Castration chimique, voire physique‚ des délinquants sexuels, expulsion d’exilés afghans, retour du fichier Edvige, débat nauséeux sur « l’identité nationale », vote en perspective (le 17 novembre) d’une énième loi sur la récidive… Depuis quatre semaines, le train sécuritaire est lancé à pleine vapeur. Ne manquait plus, dans ce bestiaire propre à émouvoir l’opinion publique, que la vilaine figure du « mineur délinquant ». Oubli vite réparé !
Mardi soir, lors des « rencontres de Beauvau » organisées avec des élus de la majorité présidentielle, Brice Hortefeux a lancé, cette fois, l’idée d’un « couvre-feu ciblé sur des mineurs délinquants ». En clair : que tous les jeunes de moins de treize ans qui auraient déjà commis un acte de délinquance soient interdits de sortie nocturne, sauf à être accompagnés par un adulte. Pour justifier le retour de cette vieille lune de la droite, le ministre de l’Intérieur a rallumé la machine à faire peur. « La part des mineurs (dans la délinquance) a augmenté de près de 5‚en un an, pour atteindre 18‚ assure-t-il.

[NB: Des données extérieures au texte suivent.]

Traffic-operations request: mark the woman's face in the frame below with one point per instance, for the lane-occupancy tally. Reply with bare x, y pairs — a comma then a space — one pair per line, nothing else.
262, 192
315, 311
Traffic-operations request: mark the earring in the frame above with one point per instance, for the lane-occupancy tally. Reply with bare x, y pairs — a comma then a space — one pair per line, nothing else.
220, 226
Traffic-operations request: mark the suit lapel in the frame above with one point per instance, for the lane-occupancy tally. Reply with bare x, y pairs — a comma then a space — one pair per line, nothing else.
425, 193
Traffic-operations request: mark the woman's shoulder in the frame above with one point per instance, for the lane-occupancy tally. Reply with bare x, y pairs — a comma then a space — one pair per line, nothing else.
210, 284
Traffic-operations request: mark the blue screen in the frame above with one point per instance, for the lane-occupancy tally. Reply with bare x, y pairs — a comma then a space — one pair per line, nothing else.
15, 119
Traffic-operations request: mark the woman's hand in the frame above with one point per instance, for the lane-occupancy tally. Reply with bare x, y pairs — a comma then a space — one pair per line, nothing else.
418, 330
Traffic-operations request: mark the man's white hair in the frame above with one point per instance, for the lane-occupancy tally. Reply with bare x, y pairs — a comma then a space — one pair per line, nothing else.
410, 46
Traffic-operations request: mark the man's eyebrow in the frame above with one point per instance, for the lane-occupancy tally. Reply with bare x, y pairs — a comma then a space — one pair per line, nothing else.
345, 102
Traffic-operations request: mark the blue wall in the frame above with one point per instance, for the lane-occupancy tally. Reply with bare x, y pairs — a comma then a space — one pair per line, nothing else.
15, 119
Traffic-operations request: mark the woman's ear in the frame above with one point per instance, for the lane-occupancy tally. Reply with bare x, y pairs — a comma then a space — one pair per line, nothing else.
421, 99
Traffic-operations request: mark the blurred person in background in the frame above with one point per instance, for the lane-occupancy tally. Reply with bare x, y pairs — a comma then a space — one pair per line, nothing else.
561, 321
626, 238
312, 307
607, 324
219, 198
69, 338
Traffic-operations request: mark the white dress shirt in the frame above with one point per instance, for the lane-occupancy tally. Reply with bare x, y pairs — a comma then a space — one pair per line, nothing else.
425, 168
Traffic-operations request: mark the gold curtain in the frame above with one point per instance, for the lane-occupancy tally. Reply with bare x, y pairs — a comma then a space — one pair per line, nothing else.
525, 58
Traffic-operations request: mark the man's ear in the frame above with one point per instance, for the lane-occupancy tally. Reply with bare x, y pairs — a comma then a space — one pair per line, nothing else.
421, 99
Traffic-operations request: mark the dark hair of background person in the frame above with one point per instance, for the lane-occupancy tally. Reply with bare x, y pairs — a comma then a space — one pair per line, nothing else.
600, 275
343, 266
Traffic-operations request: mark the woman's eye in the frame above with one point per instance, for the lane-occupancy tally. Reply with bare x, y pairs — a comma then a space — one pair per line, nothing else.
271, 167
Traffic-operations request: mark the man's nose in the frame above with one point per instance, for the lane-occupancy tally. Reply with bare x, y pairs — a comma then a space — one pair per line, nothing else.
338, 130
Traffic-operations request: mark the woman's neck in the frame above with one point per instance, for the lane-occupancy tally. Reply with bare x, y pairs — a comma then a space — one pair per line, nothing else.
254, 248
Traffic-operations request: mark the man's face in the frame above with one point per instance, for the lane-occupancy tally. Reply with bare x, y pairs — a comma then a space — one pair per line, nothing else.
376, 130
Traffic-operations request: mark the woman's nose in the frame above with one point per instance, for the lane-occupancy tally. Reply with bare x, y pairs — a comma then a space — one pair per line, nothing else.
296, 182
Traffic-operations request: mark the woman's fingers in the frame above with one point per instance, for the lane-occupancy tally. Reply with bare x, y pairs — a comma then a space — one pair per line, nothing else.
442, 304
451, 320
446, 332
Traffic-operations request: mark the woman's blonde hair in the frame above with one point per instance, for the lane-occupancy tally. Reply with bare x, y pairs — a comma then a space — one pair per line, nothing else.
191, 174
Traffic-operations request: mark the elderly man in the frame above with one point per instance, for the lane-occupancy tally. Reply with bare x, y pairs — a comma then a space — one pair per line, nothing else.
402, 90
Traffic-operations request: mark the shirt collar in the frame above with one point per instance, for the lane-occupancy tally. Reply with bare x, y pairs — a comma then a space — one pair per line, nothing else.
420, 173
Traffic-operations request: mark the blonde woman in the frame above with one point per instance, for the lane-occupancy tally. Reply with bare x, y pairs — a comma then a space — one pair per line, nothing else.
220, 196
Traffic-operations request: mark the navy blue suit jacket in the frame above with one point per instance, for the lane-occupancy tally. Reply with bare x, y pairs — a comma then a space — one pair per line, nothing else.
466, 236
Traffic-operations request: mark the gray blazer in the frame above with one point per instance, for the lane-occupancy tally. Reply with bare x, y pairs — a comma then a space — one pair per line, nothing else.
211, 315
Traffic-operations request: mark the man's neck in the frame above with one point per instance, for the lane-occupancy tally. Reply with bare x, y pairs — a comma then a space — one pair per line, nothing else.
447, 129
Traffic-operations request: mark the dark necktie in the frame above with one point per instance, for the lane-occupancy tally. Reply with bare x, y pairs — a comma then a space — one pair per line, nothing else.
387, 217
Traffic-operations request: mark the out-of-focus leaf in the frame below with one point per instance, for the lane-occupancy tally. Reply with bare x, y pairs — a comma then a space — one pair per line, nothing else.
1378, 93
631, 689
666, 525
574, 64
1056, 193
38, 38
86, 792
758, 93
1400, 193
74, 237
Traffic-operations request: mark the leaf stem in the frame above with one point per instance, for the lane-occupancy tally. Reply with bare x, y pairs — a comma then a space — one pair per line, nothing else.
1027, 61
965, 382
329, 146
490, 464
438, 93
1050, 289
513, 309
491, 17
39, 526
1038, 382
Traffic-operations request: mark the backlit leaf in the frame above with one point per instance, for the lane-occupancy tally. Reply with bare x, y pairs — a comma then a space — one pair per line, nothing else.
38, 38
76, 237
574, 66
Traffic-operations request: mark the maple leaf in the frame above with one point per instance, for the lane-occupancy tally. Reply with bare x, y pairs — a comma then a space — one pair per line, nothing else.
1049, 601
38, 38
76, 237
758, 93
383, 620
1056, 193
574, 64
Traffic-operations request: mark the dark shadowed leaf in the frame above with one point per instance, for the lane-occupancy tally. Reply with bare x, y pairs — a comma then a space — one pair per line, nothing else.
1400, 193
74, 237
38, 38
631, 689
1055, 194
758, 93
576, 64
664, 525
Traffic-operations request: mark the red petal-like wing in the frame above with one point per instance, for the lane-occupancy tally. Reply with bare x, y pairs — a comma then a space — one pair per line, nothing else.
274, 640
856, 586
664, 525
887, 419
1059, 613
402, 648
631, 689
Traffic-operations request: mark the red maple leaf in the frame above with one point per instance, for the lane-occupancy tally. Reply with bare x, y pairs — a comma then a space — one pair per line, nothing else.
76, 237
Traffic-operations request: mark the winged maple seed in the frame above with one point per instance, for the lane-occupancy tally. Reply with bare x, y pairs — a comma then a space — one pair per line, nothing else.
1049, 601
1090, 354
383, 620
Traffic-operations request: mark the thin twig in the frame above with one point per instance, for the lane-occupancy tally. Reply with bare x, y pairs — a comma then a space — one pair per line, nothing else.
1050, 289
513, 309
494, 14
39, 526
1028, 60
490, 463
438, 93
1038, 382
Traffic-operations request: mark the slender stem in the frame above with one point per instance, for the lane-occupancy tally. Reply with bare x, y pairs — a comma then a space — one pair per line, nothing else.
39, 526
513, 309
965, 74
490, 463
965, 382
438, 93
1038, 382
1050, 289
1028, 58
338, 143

Cette délinquance des mineurs est également de plus en plus violente, avec l’apparition d’armes blanches et d’armes létales. » Quel triste bilan ! Á se demander quels étaient les incapables qui ont précédé, depuis huit ans, Hortefeux dans son fauteuil de la place Beauvau…
Évidemment, la saillie populiste, aussitôt dénoncée par l’opposition, a provoqué l’incrédulité du monde judiciaire. Á commencer par celle des statisticiens qui savent que les chiffres brandis sont lourdement manipulés. Comme le soulignait, début 2009, le chercheur au CNRS Laurent Mucchielli : « Après avoir fortement augmenté entre 1994 et 1998, la part des mineurs dans l’ensemble des personnes mises en cause par la police et la gendarmerie n’a au contraire cessé de baisser depuis dix ans, passant de 22 % en 1998 à 18 % en 2007. » Policiers et magistrats dénoncent de concert une mesure « démagogique » et « inapplicable ».
Comment, en effet, distinguer dans la rue un enfant qui a commis un délit d’un autre, si ce n’est en contrôlant tout le monde
? Brice Hortefeux sait tout cela. Tout comme il sait que les tribunaux administratifs ont invalidé, ces dernières années, tous les arrêtés municipaux instaurant des couvre-feux à l’encontre des
mineurs… Qu’importe ! Jusqu’aux régionales, les âneries, elles, ne sont pas privées de sortie.